Un tempo, come viene riferito anche in altra parte di questo sito, i nostri cortili venivano identificati con facilità perché ognuno aveva un nome. Questo nome veniva attribuito anche a seconda delle caratteristiche delle persone che vi abitavano o perché in quel luogo si trovava un negozio o un laboratorio nel quale si svolgeva un determinato tipo di lavoro.
In piazza Umberto I (ora piazza della Repubblica) c’era anche la “curt del selè”, chiamata in questo modo perché vi si trovava una bottega artigiana nella quale lavorava un sellaio. Questo cortile era in gran parte abitato da una discendenza dei Baio.
Nella storia di questa famiglia figurano, tra gli altri, i fratelli Felice e Pietro.
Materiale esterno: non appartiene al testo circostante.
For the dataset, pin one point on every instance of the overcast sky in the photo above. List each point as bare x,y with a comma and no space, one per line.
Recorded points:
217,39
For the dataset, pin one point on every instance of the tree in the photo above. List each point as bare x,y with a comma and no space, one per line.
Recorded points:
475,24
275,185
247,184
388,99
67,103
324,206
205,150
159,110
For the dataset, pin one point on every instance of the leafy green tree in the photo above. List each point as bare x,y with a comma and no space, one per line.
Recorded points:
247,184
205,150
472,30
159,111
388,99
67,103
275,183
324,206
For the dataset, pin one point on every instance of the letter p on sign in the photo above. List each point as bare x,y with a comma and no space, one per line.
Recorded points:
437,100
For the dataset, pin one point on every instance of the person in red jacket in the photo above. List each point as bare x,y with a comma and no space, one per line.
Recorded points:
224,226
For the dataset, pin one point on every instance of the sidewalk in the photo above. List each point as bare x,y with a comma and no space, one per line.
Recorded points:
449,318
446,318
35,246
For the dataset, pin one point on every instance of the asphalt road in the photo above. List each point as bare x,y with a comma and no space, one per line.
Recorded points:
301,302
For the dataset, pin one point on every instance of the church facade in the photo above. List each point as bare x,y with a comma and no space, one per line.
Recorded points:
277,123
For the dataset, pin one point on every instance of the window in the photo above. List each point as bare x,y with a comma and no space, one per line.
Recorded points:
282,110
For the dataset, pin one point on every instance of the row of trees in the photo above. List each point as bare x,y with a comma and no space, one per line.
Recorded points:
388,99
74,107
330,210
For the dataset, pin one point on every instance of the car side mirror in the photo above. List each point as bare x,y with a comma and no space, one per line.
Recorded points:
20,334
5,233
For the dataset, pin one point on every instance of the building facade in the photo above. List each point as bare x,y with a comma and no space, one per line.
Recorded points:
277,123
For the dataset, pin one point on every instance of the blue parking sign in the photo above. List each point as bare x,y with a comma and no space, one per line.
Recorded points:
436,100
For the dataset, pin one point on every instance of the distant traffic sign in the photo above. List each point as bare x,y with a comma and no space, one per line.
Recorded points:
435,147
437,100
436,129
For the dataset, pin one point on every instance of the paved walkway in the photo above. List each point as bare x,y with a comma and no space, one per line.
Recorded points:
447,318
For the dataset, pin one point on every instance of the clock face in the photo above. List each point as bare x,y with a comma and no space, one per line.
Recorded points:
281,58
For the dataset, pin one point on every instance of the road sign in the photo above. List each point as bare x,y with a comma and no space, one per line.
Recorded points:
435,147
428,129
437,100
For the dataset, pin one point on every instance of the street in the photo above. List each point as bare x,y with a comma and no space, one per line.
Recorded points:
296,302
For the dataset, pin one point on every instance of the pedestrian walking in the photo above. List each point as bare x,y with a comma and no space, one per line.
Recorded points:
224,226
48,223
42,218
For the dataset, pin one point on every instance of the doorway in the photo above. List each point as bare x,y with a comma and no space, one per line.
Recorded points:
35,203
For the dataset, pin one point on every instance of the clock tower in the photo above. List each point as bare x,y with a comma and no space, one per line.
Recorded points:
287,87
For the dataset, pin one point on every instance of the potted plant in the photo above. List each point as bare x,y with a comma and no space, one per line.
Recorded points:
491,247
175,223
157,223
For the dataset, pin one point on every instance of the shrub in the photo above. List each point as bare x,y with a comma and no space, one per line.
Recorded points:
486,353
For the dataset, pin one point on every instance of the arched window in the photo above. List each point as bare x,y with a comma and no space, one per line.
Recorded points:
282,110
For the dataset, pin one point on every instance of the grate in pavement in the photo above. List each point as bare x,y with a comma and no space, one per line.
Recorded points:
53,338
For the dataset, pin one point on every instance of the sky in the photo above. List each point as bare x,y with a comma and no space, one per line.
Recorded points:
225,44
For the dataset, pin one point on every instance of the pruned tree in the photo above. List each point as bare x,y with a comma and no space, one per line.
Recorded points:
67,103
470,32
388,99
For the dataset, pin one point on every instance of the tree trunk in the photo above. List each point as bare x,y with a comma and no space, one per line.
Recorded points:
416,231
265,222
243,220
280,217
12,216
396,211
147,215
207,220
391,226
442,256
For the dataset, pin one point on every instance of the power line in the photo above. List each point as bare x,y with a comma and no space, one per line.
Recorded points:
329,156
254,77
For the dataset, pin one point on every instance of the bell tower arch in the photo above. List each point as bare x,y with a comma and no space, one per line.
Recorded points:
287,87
Quest’ultimo, sposato con Emilia (della Milina) emigrò ad Arcore mentre Felice, sposato con Liduina (detta Ina) praticava – come detto – il mestiere di sellaio nella bottega situata sulla destra dell’androne del cortile, dove ora si trova la sartoria. Pima di questo vi si trovava il “Mini Casinò” e, ancor prima, il laboratorio del corniciaio.
Felice, dalla sua prole numerosa (dieci figli) ebbe in Cesare il suo erede continuatore che praticò il mestiere lavorando cuoio e pelli per selle e finimenti per cavalli con la scienza del buon tempo antico fino a 70 anni (1979).
All’interno dello stesso cortile, sulla parte sinistra, oltre ad una falegnameria, si trovava un laboratorio gestito da Riccardo Baio, fratello di Cesare che lavorava i teloni per la copertura dei camion.
All’esterno dell’androne, sempre sulla parte sinistra, vi era Paolo, detto “Paul del Castell” ovvero “ul socurè” sarebbe a dire lo zoccolaio. Il figlio Achille in seguito aprì un calzaturificio in un negozio situato di fronte alla chiesa dei santi Gervasio e Protasio.
Più a sinistra invece si trovava una drogheria gestita da Ambrogio detto “Ul drughè”.
Maria Baio, anch’egli figlia di Felice e quindi sorella dei sopraccitati Cesare e Riccardo, sposò Tramonto, conosciuto in paese perché in piazza aveva una bottega nella quale esercitava il mestiere di barbiere.